J.S. Bach—Cello Suite No 1 in G Major | WATCH NOW
7m 43s
Prelude
Menuets I & II
Gigue
Joel Becktell, Cello
ABOUT JOEL
Joel Becktell has performed, taught, and lectured throughout North America and Europe. He is a graduate of the Cleveland Institute of Music, where he received his Bachelor and Master of Music degrees with honors and received the Rubenstein prize for cello performance. His teachers were Anne Cole, Alan Harris, and Stephen Geber. Joel has been a member of the Buffalo Philharmonic Orchestra, the New Mexico Symphony and Philharmonic Orchestras, the Nichols Quartet, the Harrington String Quartet, and the Moveable Feast chamber ensemble. From 1995–2002 he served as Principal Cellist of the Austin Symphony Orchestra, and has also been Principal Cellist with the Santa Fe Pro Musica and is currently Assistant Principal Cellist with The Santa Fe Symphony. He is also a member of the ProMusica Chamber Orchestra of Columbus, Ohio. Joel appears frequently on Baroque and modern cello and violoncello piccolo with ensembles throughout North America, and has been heard as a soloist with orchestras including the Austin Symphony, the Buffalo Philharmonic Orchestra, the Santa Fe Pro Musica Chamber Orchestra, and Santa Fe Symphony. He is a co-founder, with Amy Greer, of Movable Sol, a series of intimate chamber music concerts performed around New Mexico. He is also the founder of BWV, an early music concert series.
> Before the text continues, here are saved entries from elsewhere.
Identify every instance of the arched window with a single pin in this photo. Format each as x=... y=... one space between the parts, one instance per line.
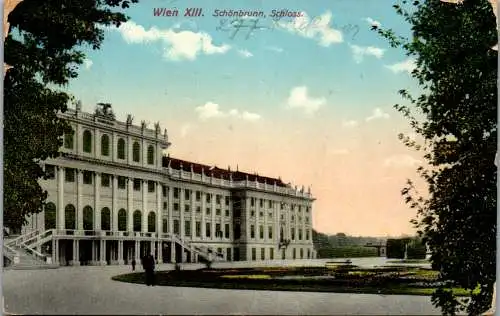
x=88 y=218
x=105 y=219
x=151 y=222
x=122 y=220
x=50 y=216
x=69 y=217
x=136 y=152
x=151 y=155
x=87 y=141
x=69 y=139
x=105 y=145
x=121 y=148
x=137 y=221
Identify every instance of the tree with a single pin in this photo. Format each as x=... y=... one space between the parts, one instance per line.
x=44 y=47
x=457 y=72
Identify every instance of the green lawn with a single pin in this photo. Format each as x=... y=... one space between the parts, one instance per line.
x=354 y=280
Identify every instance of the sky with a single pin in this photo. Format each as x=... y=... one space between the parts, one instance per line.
x=308 y=98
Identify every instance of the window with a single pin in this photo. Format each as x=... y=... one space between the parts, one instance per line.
x=176 y=226
x=50 y=216
x=151 y=222
x=87 y=177
x=105 y=180
x=105 y=145
x=218 y=232
x=121 y=149
x=50 y=171
x=87 y=141
x=198 y=229
x=106 y=219
x=69 y=217
x=151 y=155
x=137 y=221
x=137 y=184
x=69 y=175
x=207 y=230
x=151 y=186
x=122 y=220
x=136 y=152
x=122 y=182
x=69 y=139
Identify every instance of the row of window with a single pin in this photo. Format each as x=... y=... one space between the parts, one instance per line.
x=271 y=253
x=50 y=218
x=270 y=232
x=105 y=147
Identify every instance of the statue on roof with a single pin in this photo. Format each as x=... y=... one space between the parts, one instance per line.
x=104 y=110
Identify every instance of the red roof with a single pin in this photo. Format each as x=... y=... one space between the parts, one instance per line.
x=219 y=173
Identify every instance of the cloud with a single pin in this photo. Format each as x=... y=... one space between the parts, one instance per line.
x=244 y=53
x=318 y=28
x=405 y=66
x=350 y=123
x=185 y=128
x=360 y=51
x=338 y=152
x=87 y=63
x=179 y=45
x=377 y=114
x=211 y=110
x=275 y=49
x=373 y=22
x=299 y=98
x=401 y=161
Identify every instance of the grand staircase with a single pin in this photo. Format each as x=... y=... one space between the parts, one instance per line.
x=21 y=252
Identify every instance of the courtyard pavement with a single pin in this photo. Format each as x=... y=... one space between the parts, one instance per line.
x=90 y=290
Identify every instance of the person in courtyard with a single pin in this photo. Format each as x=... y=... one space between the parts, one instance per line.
x=149 y=266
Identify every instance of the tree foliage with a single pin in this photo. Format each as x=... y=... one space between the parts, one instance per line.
x=44 y=46
x=457 y=72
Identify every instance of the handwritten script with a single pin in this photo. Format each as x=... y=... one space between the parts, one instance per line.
x=247 y=27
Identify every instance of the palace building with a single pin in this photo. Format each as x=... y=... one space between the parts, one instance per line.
x=115 y=195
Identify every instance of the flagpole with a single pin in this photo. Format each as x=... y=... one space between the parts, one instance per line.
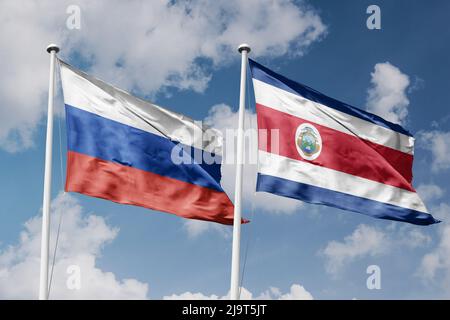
x=244 y=49
x=45 y=238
Joel has recorded for the Marquis Classics, Blue Griffin, Revel, and Parma CD labels. His 2-CD set of Bach Cello Suites, Volume 1, comprising recordings of the first three Bach Suites each performed on modern and baroque cellos, was released in 2014.
Johann Sebastian Bach is not known as an innovator, regardless of how magnificent his music may be. Concertos, dance suites, organ and keyboard solos, cantatas, trio sonatas and solo instrumental sonatas with harpsichord accompaniment were all common genres throughout Europe. Even sonatas and suites for high-pitched unaccompanied solo instruments were prevalent--but not works for cello. In fact, we know of only one composer other than Bach, Domenico Gabrielli (1659-1690), who wrote 7 ricercari (or fugues) for unaccompanied cello--which suggests that Bach, in his subtle way, was indeed an innovator.
The actual date of compositions of the Six Suites for Unaccompanied Cello is not known, but they are thought to have postdated the Six Solo Violin Sonatas and Partitas, which may have spurred Bach to try his hand at a companion set for a bass instrument.
All of the unaccompanied suites are expansions of the conventional five-movement Baroque dance suite (Prelude and consisting of a stately Allemande, followed by a flowing, rapid Courante, a slow Sarabande and ending with a Gigue, a fast dance in triple time). Composers routinely added additional dances, many originating in the French ballet. Originating in the 16th century, by Bach's time these dances had lost their association with the ballroom, with only the opening rhythmic patterns surviving. In Suite No. 1, the optional movements are two Minuets.
In the Cello Suites, as in the Violin Suites, arpeggios, melodic figurations and double stops create the effect of complete harmonies and counterpoint, as well as the ability of the listeners to supply in their heads a fuller harmonic context.
Bach’s six Cello Suites were popular during his lifetime but, like much of his music, were largely forgotten or ignored after his death. It fell to famous cellist Pablo Casals (1876-1973) to bring them to the attention of the public, after he had discovered an old copy of the Suites in a thrift shop in Barcelona.